Doping, ma solo per "migliorare l'autostima": assolto dal giudice

Il giovane è riuscito a dimostrare che l'assunzione delle sostanze dopanti non era finalizzata a migliorare prestazioni sportive

Non assumeva sostanze dopanti per migliorare le proprie prestazioni agonistiche o sportive, ma soltanto per aumentare la sua autostima nella vita di tutti i giorni. Per questa ragione la giudice di Milano Ombretta Malatesta ha assolto un giovane di 27 anni, residente in provincia di Milano e originario della Puglia, finito a processo dopo che i carabinieri del Nas avevano trovato nella sua abitazione, nel 2016, una quantità enorme di sostanze classificabili come doping.
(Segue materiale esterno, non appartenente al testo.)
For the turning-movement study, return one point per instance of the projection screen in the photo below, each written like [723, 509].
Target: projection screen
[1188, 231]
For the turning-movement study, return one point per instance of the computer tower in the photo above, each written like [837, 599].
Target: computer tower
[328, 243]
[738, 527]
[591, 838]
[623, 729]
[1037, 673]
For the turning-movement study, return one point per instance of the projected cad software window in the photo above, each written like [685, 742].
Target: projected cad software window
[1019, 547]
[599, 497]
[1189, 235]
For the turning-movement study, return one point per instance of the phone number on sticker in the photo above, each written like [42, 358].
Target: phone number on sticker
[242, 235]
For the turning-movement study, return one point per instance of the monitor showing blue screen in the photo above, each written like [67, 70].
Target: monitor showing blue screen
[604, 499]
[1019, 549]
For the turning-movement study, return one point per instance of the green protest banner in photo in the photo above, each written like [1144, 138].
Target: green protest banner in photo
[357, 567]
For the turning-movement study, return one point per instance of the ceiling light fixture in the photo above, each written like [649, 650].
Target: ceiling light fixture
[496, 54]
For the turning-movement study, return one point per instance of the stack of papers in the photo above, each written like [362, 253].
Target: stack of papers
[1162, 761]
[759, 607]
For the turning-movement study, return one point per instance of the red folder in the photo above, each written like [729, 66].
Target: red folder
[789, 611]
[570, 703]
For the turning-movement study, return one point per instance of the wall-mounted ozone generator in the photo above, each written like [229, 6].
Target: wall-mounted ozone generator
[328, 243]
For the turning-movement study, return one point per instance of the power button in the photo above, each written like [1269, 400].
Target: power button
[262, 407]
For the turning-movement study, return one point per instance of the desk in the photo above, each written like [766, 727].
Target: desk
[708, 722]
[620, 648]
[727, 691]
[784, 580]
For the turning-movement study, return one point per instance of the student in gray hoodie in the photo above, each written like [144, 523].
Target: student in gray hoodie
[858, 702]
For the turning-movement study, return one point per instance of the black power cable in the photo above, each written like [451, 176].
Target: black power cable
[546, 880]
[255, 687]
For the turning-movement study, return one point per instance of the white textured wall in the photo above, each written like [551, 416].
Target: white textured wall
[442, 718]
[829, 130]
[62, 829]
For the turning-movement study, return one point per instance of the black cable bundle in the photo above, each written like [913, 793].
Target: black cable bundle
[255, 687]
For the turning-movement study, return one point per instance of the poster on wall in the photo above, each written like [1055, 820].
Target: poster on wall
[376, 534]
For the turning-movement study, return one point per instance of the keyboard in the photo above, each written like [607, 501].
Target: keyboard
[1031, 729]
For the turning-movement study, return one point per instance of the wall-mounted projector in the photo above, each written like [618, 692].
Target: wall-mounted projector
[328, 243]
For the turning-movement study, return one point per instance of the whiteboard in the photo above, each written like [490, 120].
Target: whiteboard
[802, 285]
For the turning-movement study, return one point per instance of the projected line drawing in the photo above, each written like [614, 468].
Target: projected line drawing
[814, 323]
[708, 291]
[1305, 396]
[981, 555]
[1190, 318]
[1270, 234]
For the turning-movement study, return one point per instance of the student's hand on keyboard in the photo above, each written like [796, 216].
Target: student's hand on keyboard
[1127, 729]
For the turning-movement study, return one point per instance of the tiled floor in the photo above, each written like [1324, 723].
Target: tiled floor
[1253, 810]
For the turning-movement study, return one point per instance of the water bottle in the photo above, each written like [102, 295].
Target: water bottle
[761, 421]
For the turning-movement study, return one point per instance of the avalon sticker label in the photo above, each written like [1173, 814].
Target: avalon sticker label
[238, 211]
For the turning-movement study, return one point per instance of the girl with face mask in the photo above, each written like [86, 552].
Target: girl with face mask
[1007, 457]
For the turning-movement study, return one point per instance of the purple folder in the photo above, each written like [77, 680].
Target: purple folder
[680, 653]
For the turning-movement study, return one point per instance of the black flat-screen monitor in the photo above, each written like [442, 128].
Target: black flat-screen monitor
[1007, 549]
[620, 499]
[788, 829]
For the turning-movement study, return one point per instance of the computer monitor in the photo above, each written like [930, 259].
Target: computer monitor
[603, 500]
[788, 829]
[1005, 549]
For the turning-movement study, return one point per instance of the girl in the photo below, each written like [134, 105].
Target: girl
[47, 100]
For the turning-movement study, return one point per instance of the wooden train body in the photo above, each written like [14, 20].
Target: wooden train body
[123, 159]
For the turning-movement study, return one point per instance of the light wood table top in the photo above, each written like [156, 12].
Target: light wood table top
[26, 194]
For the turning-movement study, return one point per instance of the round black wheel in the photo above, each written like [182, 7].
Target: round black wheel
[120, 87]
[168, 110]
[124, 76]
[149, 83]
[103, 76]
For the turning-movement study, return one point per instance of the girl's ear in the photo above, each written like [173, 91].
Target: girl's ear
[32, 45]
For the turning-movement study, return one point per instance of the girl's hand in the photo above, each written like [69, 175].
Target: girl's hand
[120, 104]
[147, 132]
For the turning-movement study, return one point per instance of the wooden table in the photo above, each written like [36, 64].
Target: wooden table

Il giovane, secondo quanto hanno potuto dimostrare i suoi avvocati, assumeva sostanze dopanti per migliorare il proprio aspetto fisico (insieme all'attività di bodybuilding interamente in casa propria) per sentirsi "all'altezza" in qualsiasi situazione sociale, anche uscire con i propri amici. In altre parole, il 27enne (fin dall'età di 16 anni, tra l'altro) soffre di una generale "ansia prestazionale" per rimediare alla quale ha lavorato a lungo sull'aspetto del proprio corpo. 

Questa esigenza aveva portato anche il padre a preoccuparsi e far avviare al figlio un percorso psicologico. In questo quadro, la giudice milanese ha recepito che il 27enne non aveva la disponibilità di sostanze dopanti per scopi sportivi o per rivenderle ad altri. Dal punto di vista tecnico-giuridico, quindi, manca l'elemento soggettivo del reato di doping, pur restando fermo quello oggettivo (che prevederebbe pene fino a tre anni di reclusione).

Risultato: il giovane è stato assolto. L'assunzione di queste sostanze non era finalizzata - scrive la giudice - "esternamente in direzione di gare o di competizioni sportive" ma era semplicemente "il veicolo principale attraverso il quale" il 27enne combatteva la propria "fobia sociale".